A flexible probabilistic framework for large-margin mixture of experts

摘要

Mixture-of-Experts (MoE) enable learning highly nonlinear models by combining simple expert models. Each expert handles a small region of the data space, as dictated by the gating network which generates the (soft) assignment of input to the corresponding experts. Despite their flexibility and renewed interest lately, existing MoE constructions pose several difficulties during model training. Crucially, neither of the two popular gating networks used in MoE, namely the softmax gating network and hierarchical gating network (the latter used in the hierarchical mixture of experts), have efficient inference algorithms. The problem is further exacerbated if the experts do not have conjugate likelihood and lack a naturally probabilistic formulation (e.g., logistic regression or large-margin classifiers such as SVM).
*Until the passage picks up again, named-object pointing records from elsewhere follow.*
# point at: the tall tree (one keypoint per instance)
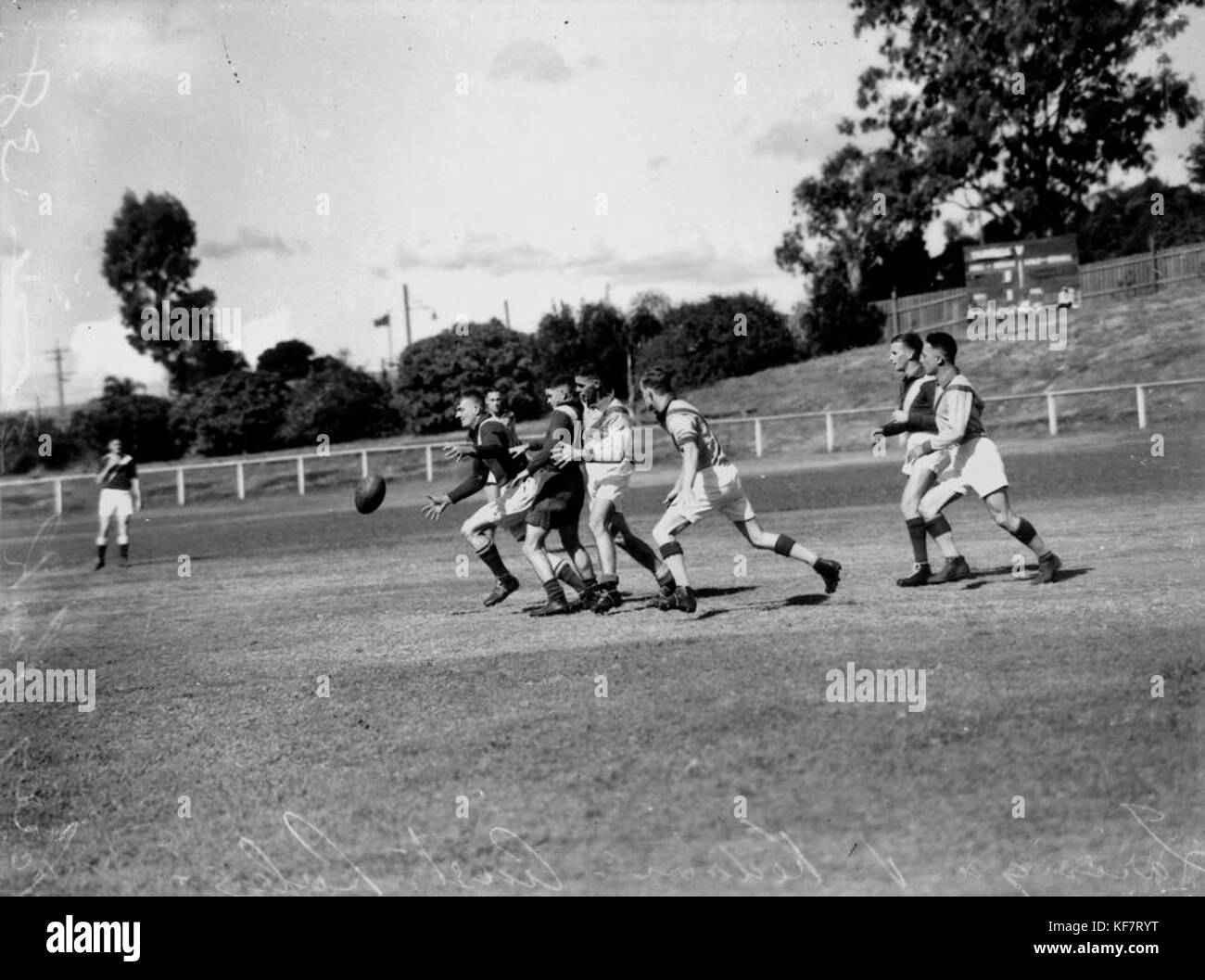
(140, 421)
(721, 337)
(290, 360)
(858, 211)
(1019, 108)
(148, 261)
(646, 318)
(433, 372)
To address these issues, we develop novel inference algorithms with closed-form parameter updates, leveraging some of the recent advances in data augmentation techniques. We also present a novel probabilistic framework for MoE, consisting of a range of gating networks with efficient inference made possible through our proposed algorithms. We exploit this framework by using Bayesian linear SVMs as experts on various classification problems (which has a non-conjugate likelihood otherwise generally), providing our final model with attractive large-margin properties. We show that our models are significantly more efficient than other training algorithms for MoE while outperforming other traditional non-linear models like Kernel SVMs and Gaussian Processes on several benchmark datasets.